Broncos coach Sean Payton sheds light on offseason workouts
Amid the Broncos’ 50-minute pre-NFL Draft news conference which coach Sean Payton jokingly called record-setting in terms of time, he shed some light on Phase One of the team’s offseason workouts.
From the time the players returned to the facility this month, Payton has put a shield around the team, limiting media access, including to recent free-agent additions. On Thursday, Payton broke his silence to some degree, sharing his excitement for seeing the players and putting faces to names.
“It’s our first chance to meet and interact,” Payton said. “It was kind of like quiet crickets in here for a while, and then last Tuesday was the beginning of it. We’re a little over a week, and it’s great to be meeting a lot of these players.”
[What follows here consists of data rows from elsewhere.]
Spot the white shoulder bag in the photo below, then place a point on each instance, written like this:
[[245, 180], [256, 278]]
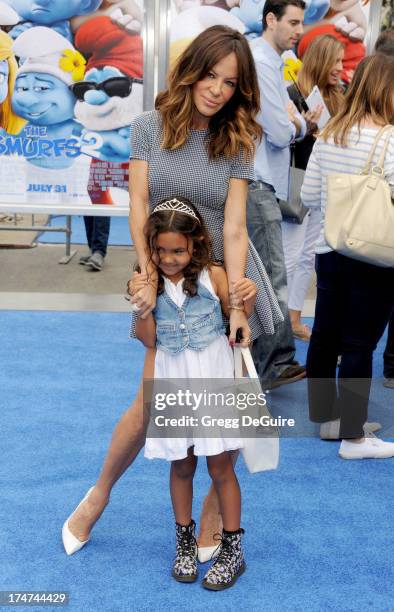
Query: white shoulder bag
[[259, 453], [359, 220]]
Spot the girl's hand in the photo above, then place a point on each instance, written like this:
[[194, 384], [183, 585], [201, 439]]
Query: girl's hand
[[143, 293], [145, 300], [238, 320], [137, 282], [243, 289]]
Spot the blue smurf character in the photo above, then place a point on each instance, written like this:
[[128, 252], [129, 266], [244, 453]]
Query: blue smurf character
[[43, 98], [251, 13], [111, 94], [51, 13]]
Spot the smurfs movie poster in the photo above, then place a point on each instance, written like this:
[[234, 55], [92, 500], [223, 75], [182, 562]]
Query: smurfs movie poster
[[71, 82]]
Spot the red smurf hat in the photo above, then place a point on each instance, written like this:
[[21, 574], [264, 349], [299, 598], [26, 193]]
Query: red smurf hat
[[106, 44], [354, 51]]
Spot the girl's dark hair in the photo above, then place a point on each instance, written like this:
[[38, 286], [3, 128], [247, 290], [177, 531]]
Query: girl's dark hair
[[175, 221]]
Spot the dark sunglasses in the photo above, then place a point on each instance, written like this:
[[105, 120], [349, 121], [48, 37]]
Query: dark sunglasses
[[116, 86]]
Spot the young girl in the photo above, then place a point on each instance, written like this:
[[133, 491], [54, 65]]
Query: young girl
[[187, 328]]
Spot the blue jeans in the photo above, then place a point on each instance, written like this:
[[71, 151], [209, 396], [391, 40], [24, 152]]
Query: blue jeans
[[97, 233], [271, 354], [388, 357], [353, 306]]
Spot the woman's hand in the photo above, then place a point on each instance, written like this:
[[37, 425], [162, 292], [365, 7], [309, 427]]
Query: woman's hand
[[238, 321]]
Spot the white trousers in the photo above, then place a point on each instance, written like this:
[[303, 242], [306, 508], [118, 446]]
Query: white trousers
[[299, 249]]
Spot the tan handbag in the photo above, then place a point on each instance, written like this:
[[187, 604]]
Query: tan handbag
[[359, 220]]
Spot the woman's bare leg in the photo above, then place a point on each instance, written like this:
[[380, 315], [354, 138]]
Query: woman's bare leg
[[211, 519], [127, 440]]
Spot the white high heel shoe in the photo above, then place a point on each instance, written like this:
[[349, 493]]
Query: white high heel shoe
[[206, 553], [70, 542]]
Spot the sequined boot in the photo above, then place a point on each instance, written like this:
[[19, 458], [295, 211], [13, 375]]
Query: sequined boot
[[185, 562], [228, 565]]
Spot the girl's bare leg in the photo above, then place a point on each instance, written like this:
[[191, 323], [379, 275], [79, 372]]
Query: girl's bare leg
[[127, 440], [211, 518], [181, 487], [221, 470]]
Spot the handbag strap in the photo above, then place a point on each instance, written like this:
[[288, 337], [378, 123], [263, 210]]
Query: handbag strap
[[244, 354], [378, 167]]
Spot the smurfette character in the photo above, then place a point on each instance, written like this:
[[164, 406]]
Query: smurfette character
[[55, 15], [9, 120], [42, 95]]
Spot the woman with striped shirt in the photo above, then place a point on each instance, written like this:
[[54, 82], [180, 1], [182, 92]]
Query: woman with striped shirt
[[354, 298]]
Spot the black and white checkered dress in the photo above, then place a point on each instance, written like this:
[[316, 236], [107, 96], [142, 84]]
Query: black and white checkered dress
[[188, 172]]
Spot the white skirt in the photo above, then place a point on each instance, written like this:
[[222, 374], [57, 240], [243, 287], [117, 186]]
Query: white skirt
[[214, 362]]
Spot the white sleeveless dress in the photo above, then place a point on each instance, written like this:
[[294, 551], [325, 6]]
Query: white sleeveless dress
[[215, 361]]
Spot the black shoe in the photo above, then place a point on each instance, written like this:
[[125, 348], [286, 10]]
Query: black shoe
[[185, 562], [291, 374], [84, 260], [228, 565]]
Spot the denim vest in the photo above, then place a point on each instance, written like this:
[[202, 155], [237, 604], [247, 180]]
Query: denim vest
[[193, 325]]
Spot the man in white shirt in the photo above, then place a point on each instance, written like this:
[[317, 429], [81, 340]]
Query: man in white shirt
[[281, 122]]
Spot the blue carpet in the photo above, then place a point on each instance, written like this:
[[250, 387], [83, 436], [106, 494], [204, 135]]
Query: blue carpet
[[318, 531], [119, 234]]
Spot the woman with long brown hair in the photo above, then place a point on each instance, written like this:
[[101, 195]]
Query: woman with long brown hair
[[198, 144], [354, 298], [322, 66]]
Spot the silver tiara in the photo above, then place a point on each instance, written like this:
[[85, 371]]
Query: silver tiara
[[178, 206]]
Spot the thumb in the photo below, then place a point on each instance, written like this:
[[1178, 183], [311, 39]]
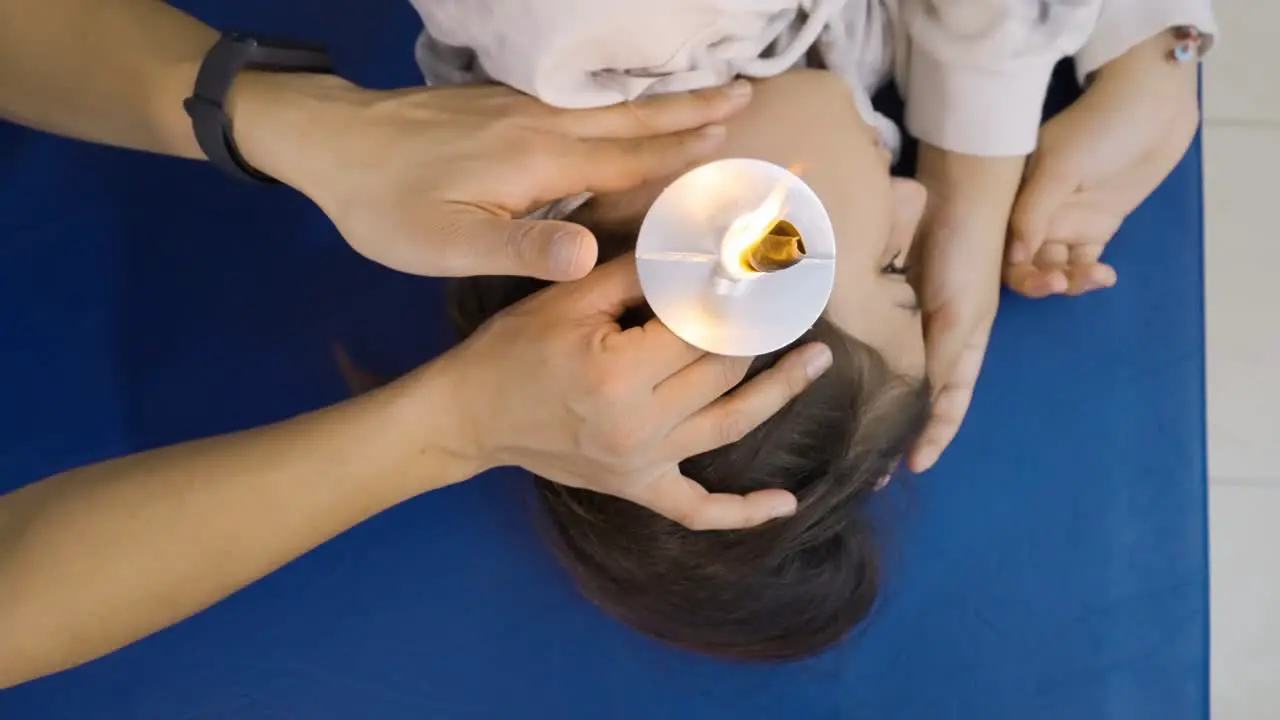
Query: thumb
[[1043, 192], [609, 290], [485, 245]]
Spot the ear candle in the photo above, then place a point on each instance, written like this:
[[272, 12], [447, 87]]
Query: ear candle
[[737, 258]]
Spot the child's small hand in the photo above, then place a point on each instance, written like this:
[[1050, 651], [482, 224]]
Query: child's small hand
[[1096, 163]]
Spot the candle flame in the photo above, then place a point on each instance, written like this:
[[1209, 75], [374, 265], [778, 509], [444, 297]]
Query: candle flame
[[749, 231]]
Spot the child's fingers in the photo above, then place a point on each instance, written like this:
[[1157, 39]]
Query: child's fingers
[[1089, 277], [1047, 188], [1033, 282]]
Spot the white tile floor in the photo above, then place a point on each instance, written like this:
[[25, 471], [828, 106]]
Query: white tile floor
[[1242, 145]]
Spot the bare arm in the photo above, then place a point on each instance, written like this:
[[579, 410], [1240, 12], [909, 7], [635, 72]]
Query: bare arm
[[96, 557]]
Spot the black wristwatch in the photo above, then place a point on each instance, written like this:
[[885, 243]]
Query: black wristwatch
[[228, 57]]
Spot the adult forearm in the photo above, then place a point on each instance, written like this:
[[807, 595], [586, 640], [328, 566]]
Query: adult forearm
[[113, 72], [100, 556], [970, 195]]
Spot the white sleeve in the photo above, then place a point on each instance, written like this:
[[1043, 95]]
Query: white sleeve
[[977, 72], [1127, 23]]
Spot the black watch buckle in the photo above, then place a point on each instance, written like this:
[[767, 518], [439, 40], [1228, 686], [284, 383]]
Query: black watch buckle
[[232, 54]]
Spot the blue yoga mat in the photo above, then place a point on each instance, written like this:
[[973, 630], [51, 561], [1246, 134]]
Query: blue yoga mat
[[1054, 566]]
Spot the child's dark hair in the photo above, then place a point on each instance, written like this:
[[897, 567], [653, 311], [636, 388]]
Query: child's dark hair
[[786, 589]]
Payton’s vision for his offseason program is similar to his mentor, Bill Parcells, whom he worked for during his time as an assistant for the Dallas Cowboys from 2003-05. He has the players solely focused on lifting and running this month, adding “I don’t want them to feel like they’re pulling into the parking lot and coming to football practice in April.”
NFL teams can move from Phase One — the league limits teams to only strength and conditioning work, rehab time and meetings — after two weeks, but Payton said at the league’s spring ownership meeting last month that he plans to keep his team in the weight room much longer than that. Phase Two includes three weeks of on-field workouts and then Phase Three is Organized Team Activities, which the Broncos have slated to begin the week of May 23. All of that work is voluntary and the offseason program concludes with a mandatory three-day minicamp slated for June 13-15.
In the meantime, Payton is getting to know most of his players in person for the first time since he arrived in Denver in early February.
“It’s gone well with putting names with faces because for a month, (general manager George Paton) and I would talk about our personnel,” Payton said. “I’m getting the names down, but they’re like magnets on a grease board until you actually get a chance to see them.”
Payton’s approach to offseason workouts might be beneficial. Last season, the Broncos had 25 players on the injured reserve list, tied for third-most in the league, according to Spotrac. Payton’s offseason approach, along with the addition of Beau Lowry, the team’s vice president of player health and performance, could change the narrative in 2023.
“I think Beau is a game-changer,” Broncos general manager George Paton said at the NFL Scouting Combine. “Sean has been speaking about him since our first interview. Then you talk to the people at LSU, the people at the Saints, and he’s very progressive, data-oriented on the medical side. He’s going to bring it all together. He’ll be over the top. We have a lot of good people in our building. He’ll bring everything together — strength and conditioning, in the training room, nutrition. Very humble, (and) has a great way about him.”
Under Payton, there haven’t been any team meetings thus far. The Broncos will continue to run and lift for three more weeks before transitioning to Phase Two, where they will begin introducing the offensive and defensive game plan.
“If there’s a question, it’s how the weights are going,” Payton said. “We see these guys running in the morning when we come in here for draft meetings. We’re not in a meeting room setting.”